For option 2, it seems a little odd to have a primary key that would never be used by the system. Also, it seems that query performance might not be as good as in option 1. In a traditional RDBMS a clustered index gives the best query results. How relevant is this in MongoDB?

For option 3, this would create one single id field, but again it wouldn't be sequential when inserting. Are there any other pros/cons to this approach?

For option 4, well... what is option 4?

Also, there's some discussion of possibly using CouchDB instead of MongoDB at some point in the future. Would using CouchDB suggest a different solution?

MORE INFO: some background about the problem can be found here

Answer

Asya Kamsky picture Asya Kamsky · Apr 27, 2014

You should go with option 1.

The main reason is that you say you are worried about performance - using the _id index which is always there and already unique will allow you to save having to maintain a second unique index.

For option 1, I'm worried about the insert performance do to having non sequential keys. I know this can kill traditional RDBMS systems and I've seen indications that this could be true in MongoDB as well.

Your other options do not avoid this problem, they just shift it from the _id index to the secondary unique index - but now you have two indexes, once that's right-balanced and the other one that's random access.
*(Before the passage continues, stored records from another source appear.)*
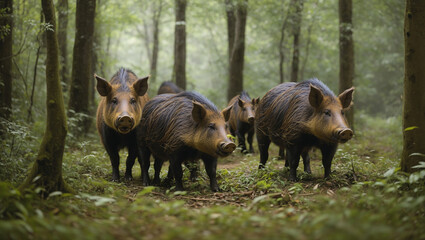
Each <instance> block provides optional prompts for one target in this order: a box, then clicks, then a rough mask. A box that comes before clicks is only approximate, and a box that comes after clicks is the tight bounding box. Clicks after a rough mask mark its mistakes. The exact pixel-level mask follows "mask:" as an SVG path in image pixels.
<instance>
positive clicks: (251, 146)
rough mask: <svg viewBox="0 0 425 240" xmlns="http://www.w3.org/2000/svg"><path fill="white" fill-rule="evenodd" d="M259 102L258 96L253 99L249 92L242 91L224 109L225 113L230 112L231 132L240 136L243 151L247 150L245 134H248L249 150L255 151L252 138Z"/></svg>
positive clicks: (253, 151)
mask: <svg viewBox="0 0 425 240" xmlns="http://www.w3.org/2000/svg"><path fill="white" fill-rule="evenodd" d="M258 102H259V99H258V98H254V99H251V98H250V97H249V95H248V93H247V92H245V91H242V92H241V94H239V95H237V96H235V97H233V98H232V99H231V100H230V101H229V104H228V105H227V107H226V108H225V109H223V111H222V112H223V114H229V121H227V124H228V127H229V131H230V134H232V135H233V136H236V137H237V138H238V142H239V146H240V147H241V151H242V152H246V145H245V134H247V135H248V138H247V141H248V144H249V152H251V153H253V152H254V148H253V147H252V138H253V136H254V132H255V131H254V119H255V106H256V105H257V104H258Z"/></svg>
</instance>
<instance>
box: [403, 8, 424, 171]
mask: <svg viewBox="0 0 425 240" xmlns="http://www.w3.org/2000/svg"><path fill="white" fill-rule="evenodd" d="M424 26H425V1H422V0H407V1H406V12H405V15H404V46H405V47H404V55H405V57H404V61H405V65H404V68H405V74H404V107H403V154H402V159H401V169H402V170H403V171H405V172H414V171H418V170H420V169H417V168H416V169H415V168H412V167H413V166H415V165H418V163H419V162H420V161H425V94H424V92H423V91H424V89H425V68H424V66H423V60H424V59H425V45H424V43H425V28H424Z"/></svg>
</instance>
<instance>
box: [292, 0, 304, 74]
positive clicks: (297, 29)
mask: <svg viewBox="0 0 425 240" xmlns="http://www.w3.org/2000/svg"><path fill="white" fill-rule="evenodd" d="M293 1H294V2H293V4H294V8H295V12H294V15H293V22H292V24H293V36H294V45H293V53H292V66H291V81H292V82H297V81H298V66H299V59H300V56H299V55H300V35H301V20H302V11H303V1H302V0H293Z"/></svg>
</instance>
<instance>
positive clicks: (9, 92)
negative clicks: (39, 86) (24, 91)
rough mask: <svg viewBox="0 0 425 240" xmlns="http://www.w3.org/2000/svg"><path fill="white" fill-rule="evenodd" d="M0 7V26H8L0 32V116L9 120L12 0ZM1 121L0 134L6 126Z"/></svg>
mask: <svg viewBox="0 0 425 240" xmlns="http://www.w3.org/2000/svg"><path fill="white" fill-rule="evenodd" d="M0 9H2V10H3V9H4V10H5V12H4V14H3V16H0V26H9V27H8V28H7V29H8V31H7V32H3V31H1V32H0V118H3V119H5V120H9V119H10V115H11V112H12V63H13V62H12V57H13V53H12V45H13V39H12V36H13V0H4V1H1V2H0ZM2 122H3V121H2ZM2 122H0V136H1V135H2V133H3V132H4V131H5V128H6V126H4V125H3V123H2Z"/></svg>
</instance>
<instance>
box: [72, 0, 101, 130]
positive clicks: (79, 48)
mask: <svg viewBox="0 0 425 240" xmlns="http://www.w3.org/2000/svg"><path fill="white" fill-rule="evenodd" d="M95 10H96V0H77V12H76V23H75V26H76V32H75V43H74V52H73V60H72V74H71V81H72V82H71V89H70V98H69V104H68V108H69V116H70V117H72V116H74V115H73V114H74V113H83V114H85V115H86V116H88V115H90V111H89V110H90V107H89V106H90V102H89V99H90V92H89V91H90V89H89V88H90V87H89V86H90V83H89V81H93V70H92V53H93V52H92V49H93V35H94V18H95ZM78 124H79V126H80V131H76V132H75V134H76V135H77V136H79V135H82V134H84V133H87V132H88V131H89V129H90V125H91V120H90V118H89V117H83V118H82V119H81V122H80V123H78Z"/></svg>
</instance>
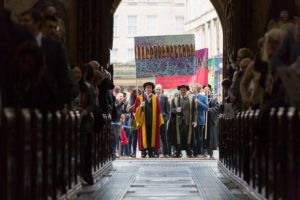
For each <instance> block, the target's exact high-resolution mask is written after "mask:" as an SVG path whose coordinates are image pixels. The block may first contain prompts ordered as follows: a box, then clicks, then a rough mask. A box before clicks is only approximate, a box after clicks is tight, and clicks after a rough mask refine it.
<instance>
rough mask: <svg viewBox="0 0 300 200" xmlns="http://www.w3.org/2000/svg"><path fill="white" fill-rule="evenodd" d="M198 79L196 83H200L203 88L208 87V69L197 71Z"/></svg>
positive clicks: (196, 79) (197, 77) (197, 79)
mask: <svg viewBox="0 0 300 200" xmlns="http://www.w3.org/2000/svg"><path fill="white" fill-rule="evenodd" d="M196 76H197V78H196V80H195V82H196V83H199V84H200V85H201V86H207V85H208V69H197V75H196Z"/></svg>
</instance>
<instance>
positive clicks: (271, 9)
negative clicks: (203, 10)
mask: <svg viewBox="0 0 300 200" xmlns="http://www.w3.org/2000/svg"><path fill="white" fill-rule="evenodd" d="M211 2H212V4H213V5H214V7H215V8H216V11H217V13H218V15H219V18H220V20H221V23H222V27H223V34H224V36H223V38H224V47H223V56H224V57H223V62H224V63H223V66H224V70H223V73H224V74H223V77H224V78H227V77H229V78H232V75H233V71H232V70H231V68H230V63H231V61H232V60H235V58H236V53H237V50H238V49H240V48H242V47H248V48H250V49H252V50H253V51H254V52H257V50H258V49H257V41H258V40H259V38H260V37H262V36H264V34H265V32H266V30H267V29H266V27H267V24H268V22H269V20H270V19H275V20H277V19H278V17H279V14H280V11H282V10H287V11H288V12H289V14H290V18H292V17H293V16H295V15H298V16H299V14H300V0H285V1H282V0H264V1H261V0H243V1H241V0H223V1H221V0H211Z"/></svg>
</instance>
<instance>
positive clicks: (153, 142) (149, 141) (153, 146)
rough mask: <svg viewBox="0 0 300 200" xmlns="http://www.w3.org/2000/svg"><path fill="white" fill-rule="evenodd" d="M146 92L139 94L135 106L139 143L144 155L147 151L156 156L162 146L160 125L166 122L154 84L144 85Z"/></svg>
mask: <svg viewBox="0 0 300 200" xmlns="http://www.w3.org/2000/svg"><path fill="white" fill-rule="evenodd" d="M143 87H144V92H143V93H142V95H141V96H139V97H138V98H137V99H136V101H135V105H134V108H133V113H134V117H135V120H136V124H137V127H138V145H139V150H140V151H142V157H143V158H145V157H146V155H147V153H148V156H149V157H150V158H152V157H154V151H155V150H158V149H159V148H160V126H162V125H163V124H164V119H163V115H162V112H161V107H160V101H159V98H158V97H157V96H156V95H154V94H153V93H152V91H153V89H154V84H153V83H151V82H147V83H145V84H144V85H143Z"/></svg>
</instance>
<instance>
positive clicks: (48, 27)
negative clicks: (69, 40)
mask: <svg viewBox="0 0 300 200" xmlns="http://www.w3.org/2000/svg"><path fill="white" fill-rule="evenodd" d="M46 28H47V29H54V30H57V31H58V29H59V28H58V26H52V25H48V26H46Z"/></svg>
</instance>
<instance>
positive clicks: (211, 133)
mask: <svg viewBox="0 0 300 200" xmlns="http://www.w3.org/2000/svg"><path fill="white" fill-rule="evenodd" d="M219 107H220V104H219V102H218V100H217V99H215V98H213V99H212V100H211V102H210V103H209V108H208V110H209V111H208V121H207V139H206V145H207V148H208V149H210V150H216V149H217V147H218V146H219V144H218V143H219V138H218V137H219V134H218V133H219V130H218V122H219Z"/></svg>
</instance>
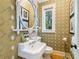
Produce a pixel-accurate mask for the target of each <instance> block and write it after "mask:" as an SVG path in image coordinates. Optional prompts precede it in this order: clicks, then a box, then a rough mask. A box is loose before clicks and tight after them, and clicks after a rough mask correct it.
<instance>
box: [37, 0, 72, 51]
mask: <svg viewBox="0 0 79 59" xmlns="http://www.w3.org/2000/svg"><path fill="white" fill-rule="evenodd" d="M53 3H56V27H55V28H56V33H42V27H41V30H40V31H39V35H40V36H41V37H42V41H43V42H46V43H47V45H49V46H51V47H53V49H55V50H60V51H64V50H66V51H67V52H69V51H70V44H71V38H70V36H71V35H70V32H69V14H70V13H69V5H70V1H69V0H48V2H45V3H40V4H39V6H38V8H39V9H38V10H39V20H40V26H42V24H41V23H42V6H44V5H48V4H53ZM64 37H66V38H67V42H66V46H65V47H64V42H63V40H62V39H63V38H64Z"/></svg>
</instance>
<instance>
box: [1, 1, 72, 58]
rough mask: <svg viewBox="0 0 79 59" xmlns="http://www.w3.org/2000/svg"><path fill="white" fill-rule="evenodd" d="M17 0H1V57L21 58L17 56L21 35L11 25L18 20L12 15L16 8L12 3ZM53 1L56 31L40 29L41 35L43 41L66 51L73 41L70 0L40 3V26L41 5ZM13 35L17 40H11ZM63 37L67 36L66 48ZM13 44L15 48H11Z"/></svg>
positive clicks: (61, 50) (9, 57) (5, 57)
mask: <svg viewBox="0 0 79 59" xmlns="http://www.w3.org/2000/svg"><path fill="white" fill-rule="evenodd" d="M15 1H16V0H3V1H2V0H0V59H12V58H15V59H19V58H18V57H17V44H18V43H19V42H20V37H19V36H17V35H16V34H15V32H13V31H12V30H11V26H12V25H15V21H16V19H14V20H12V19H11V15H14V16H15V8H14V10H12V9H11V4H13V5H14V6H15ZM51 3H56V33H42V32H41V30H40V32H39V35H40V36H41V37H42V41H44V42H46V43H47V45H49V46H51V47H53V48H54V49H56V50H61V51H64V49H66V51H69V47H70V42H71V39H70V33H69V0H49V2H46V3H43V4H39V6H38V8H39V19H40V26H41V20H42V19H41V18H42V12H41V7H42V5H45V4H51ZM30 19H31V18H30ZM30 22H31V21H30ZM30 26H31V23H30ZM11 36H15V40H11ZM63 37H67V42H66V47H65V48H64V42H63V41H62V38H63ZM12 46H13V47H14V49H13V48H11V47H12Z"/></svg>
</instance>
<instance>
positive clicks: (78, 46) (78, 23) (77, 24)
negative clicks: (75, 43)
mask: <svg viewBox="0 0 79 59" xmlns="http://www.w3.org/2000/svg"><path fill="white" fill-rule="evenodd" d="M77 4H78V5H77V8H78V11H77V12H78V15H77V16H78V19H77V20H78V21H77V22H78V24H77V25H78V29H77V30H78V47H79V7H78V6H79V0H77Z"/></svg>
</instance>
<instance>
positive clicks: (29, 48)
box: [18, 40, 46, 59]
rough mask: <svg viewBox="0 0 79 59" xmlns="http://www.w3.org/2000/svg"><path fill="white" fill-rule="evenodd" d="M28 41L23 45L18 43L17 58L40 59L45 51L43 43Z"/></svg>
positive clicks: (44, 47)
mask: <svg viewBox="0 0 79 59" xmlns="http://www.w3.org/2000/svg"><path fill="white" fill-rule="evenodd" d="M33 42H34V41H32V40H31V41H29V42H25V43H19V45H18V56H20V57H22V58H26V59H40V58H41V57H42V54H43V53H44V51H45V48H46V44H45V43H43V42H38V41H37V42H34V43H33Z"/></svg>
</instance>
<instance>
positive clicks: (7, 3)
mask: <svg viewBox="0 0 79 59" xmlns="http://www.w3.org/2000/svg"><path fill="white" fill-rule="evenodd" d="M14 2H15V0H0V59H11V58H13V57H12V56H15V59H17V53H16V52H17V43H18V42H19V41H20V40H19V36H17V37H16V34H15V32H13V31H12V30H11V25H14V24H15V22H14V21H15V19H14V20H11V18H10V17H11V15H12V14H13V15H14V16H15V10H14V11H13V10H11V8H10V5H11V4H14V6H15V3H14ZM12 35H14V36H15V40H13V41H12V40H11V36H12ZM12 46H14V47H15V48H14V50H12V49H11V47H12Z"/></svg>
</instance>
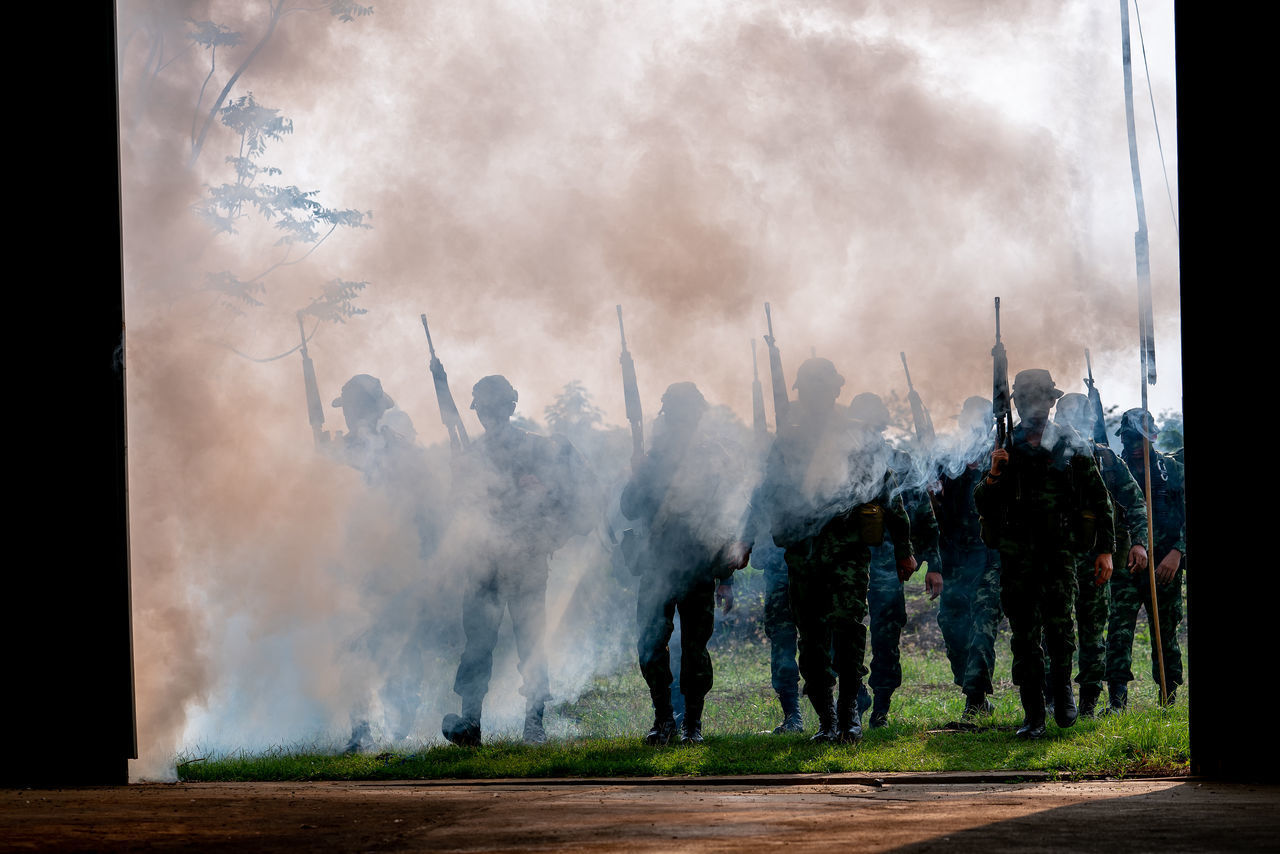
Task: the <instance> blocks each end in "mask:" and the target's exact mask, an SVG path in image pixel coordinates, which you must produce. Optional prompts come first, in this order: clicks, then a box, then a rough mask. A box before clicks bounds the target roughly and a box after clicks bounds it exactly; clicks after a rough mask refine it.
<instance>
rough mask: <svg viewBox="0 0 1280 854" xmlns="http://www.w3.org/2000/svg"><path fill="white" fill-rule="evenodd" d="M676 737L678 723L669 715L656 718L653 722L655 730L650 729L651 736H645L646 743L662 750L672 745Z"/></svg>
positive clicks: (650, 735) (655, 718)
mask: <svg viewBox="0 0 1280 854" xmlns="http://www.w3.org/2000/svg"><path fill="white" fill-rule="evenodd" d="M675 737H676V721H675V718H672V717H671V716H669V714H668V716H667V717H655V718H654V720H653V729H650V730H649V734H648V735H645V736H644V743H645V744H649V745H653V746H657V748H660V746H663V745H667V744H671V741H672V739H675Z"/></svg>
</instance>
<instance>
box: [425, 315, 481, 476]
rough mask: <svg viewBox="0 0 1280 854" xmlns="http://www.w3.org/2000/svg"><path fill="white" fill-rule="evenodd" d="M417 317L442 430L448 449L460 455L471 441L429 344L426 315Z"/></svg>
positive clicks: (447, 380) (432, 348)
mask: <svg viewBox="0 0 1280 854" xmlns="http://www.w3.org/2000/svg"><path fill="white" fill-rule="evenodd" d="M419 316H420V318H422V332H425V333H426V348H428V351H429V352H430V353H431V364H430V367H431V380H433V383H435V401H436V403H439V406H440V421H443V423H444V429H447V430H448V431H449V447H451V448H453V451H454V452H456V453H461V452H462V451H463V449H465V448H467V446H470V444H471V439H470V438H468V437H467V428H466V425H465V424H462V415H461V414H458V406H457V403H454V402H453V392H451V391H449V375H448V374H447V373H444V365H443V364H442V362H440V360H439V359H438V357H436V356H435V344H434V343H431V329H430V326H428V325H426V315H425V314H424V315H419Z"/></svg>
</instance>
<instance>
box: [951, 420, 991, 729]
mask: <svg viewBox="0 0 1280 854" xmlns="http://www.w3.org/2000/svg"><path fill="white" fill-rule="evenodd" d="M957 421H959V430H957V433H956V435H955V438H954V439H952V440H954V443H955V446H956V447H955V448H954V449H952V451H951V452H950V453H948V455H947V458H946V461H945V463H943V470H942V489H941V492H940V493H938V528H940V540H941V548H942V562H943V565H945V566H946V567H947V585H946V586H945V588H943V589H942V600H941V602H940V603H938V629H941V630H942V640H943V644H945V645H946V650H947V661H950V663H951V676H952V679H954V680H955V684H956V685H959V686H960V690H961V691H964V697H965V705H964V713H963V714H961V720H964V721H969V722H973V721H974V720H977V717H978V716H980V714H991V713H992V712H993V711H995V705H993V704H992V703H991V700H989V699H987V698H988V697H989V695H991V694H992V691H993V685H992V673H993V672H995V668H996V631H997V630H998V627H1000V620H1001V617H1002V613H1001V609H1000V552H997V551H996V549H993V548H989V547H988V545H987V544H986V543H983V542H982V524H980V520H979V516H978V508H977V507H975V506H974V499H973V490H974V488H975V487H977V485H978V481H979V480H980V479H982V476H983V463H984V462H986V461H987V458H988V457H989V456H991V451H992V448H993V446H995V437H993V435H992V433H993V426H992V423H991V401H988V399H986V398H983V397H970V398H968V399H965V402H964V406H963V407H961V410H960V415H959V417H957Z"/></svg>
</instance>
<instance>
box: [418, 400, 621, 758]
mask: <svg viewBox="0 0 1280 854" xmlns="http://www.w3.org/2000/svg"><path fill="white" fill-rule="evenodd" d="M517 397H518V396H517V394H516V389H515V388H512V385H511V383H509V382H507V378H506V376H500V375H490V376H485V378H483V379H481V380H480V382H477V383H476V384H475V387H474V388H472V402H471V408H472V410H475V412H476V416H477V417H479V419H480V424H481V425H483V426H484V429H485V433H484V435H483V437H481V438H480V440H477V442H475V443H472V444H471V447H470V451H468V452H467V455H466V456H465V457H462V458H461V461H460V463H458V469H457V471H456V472H454V487H456V488H454V494H456V499H457V501H456V503H457V507H456V516H454V525H466V526H468V531H467V533H468V534H470V535H471V539H472V542H474V548H472V549H471V554H470V556H468V561H467V570H466V571H467V593H466V595H465V597H463V604H462V630H463V632H465V635H466V647H465V649H463V650H462V661H461V662H458V672H457V677H456V679H454V681H453V690H454V693H457V694H458V695H460V697H461V698H462V714H461V716H458V714H447V716H445V717H444V721H443V723H442V731H443V734H444V737H447V739H448V740H449V741H452V743H454V744H458V745H477V744H480V720H481V711H483V705H484V698H485V694H488V691H489V679H490V676H492V675H493V648H494V644H497V640H498V627H499V626H500V624H502V616H503V612H504V611H506V612H509V613H511V625H512V630H513V632H515V636H516V650H517V653H518V654H520V673H521V677H522V682H524V684H522V685H521V689H520V693H521V694H522V695H524V697H525V730H524V740H525V741H527V743H535V744H536V743H543V741H545V740H547V732H545V729H544V726H543V712H544V707H545V703H547V700H548V699H550V693H549V686H548V675H547V656H545V650H544V647H543V635H544V627H545V622H547V575H548V557H549V556H550V553H552V552H554V551H556V549H557V548H559V547H561V545H562V544H563V543H564V542H566V540H567V539H568V538H570V536H572V535H573V534H586V533H589V531H590V530H591V528H593V526H594V524H595V516H596V511H598V506H595V507H593V503H594V502H593V497H594V493H595V483H594V478H591V476H590V474H589V472H588V471H586V469H585V462H584V461H582V458H581V456H580V455H579V453H577V451H576V449H575V448H573V446H572V444H570V443H568V440H567V439H563V438H562V437H557V438H554V439H548V438H545V437H540V435H536V434H532V433H527V431H525V430H521V429H520V428H516V426H513V425H512V424H511V416H512V414H515V411H516V401H517Z"/></svg>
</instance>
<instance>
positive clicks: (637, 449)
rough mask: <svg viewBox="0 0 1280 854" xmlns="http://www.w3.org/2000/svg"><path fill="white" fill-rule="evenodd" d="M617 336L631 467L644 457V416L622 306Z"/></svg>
mask: <svg viewBox="0 0 1280 854" xmlns="http://www.w3.org/2000/svg"><path fill="white" fill-rule="evenodd" d="M618 334H620V335H622V355H621V356H618V362H620V364H621V365H622V399H623V401H626V407H627V421H630V423H631V467H632V469H635V467H636V465H637V463H639V462H640V460H641V458H643V457H644V414H643V412H641V410H640V384H639V383H636V362H635V360H634V359H631V352H630V351H628V350H627V330H626V329H625V328H623V326H622V306H618Z"/></svg>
There is only one reason to question option 1 and that is if you plan to access the documents by just one or just the other UUID value. As long as you are always providing both values and (this part is very important) you always order them the same way in all your queries, then the _id index will be efficiently serving its full purpose.

As an elaboration on why you have to make sure you always order the two UUID values the same way, when comparing subdocuments { a:1, b:2 } is not equal to { b:2, a:1 } - you could have a collection where two documents had those values for _id. So if you store _id with field a first, then you must always keep that order in all of your documents and queries.

The other caution is that index on _id:1 will be usable for query:

db.collection.find({_id:{a:1,b:2}}) 

but it will not be usable for query

db.collection.find({"_id.a":1, "_id.b":2})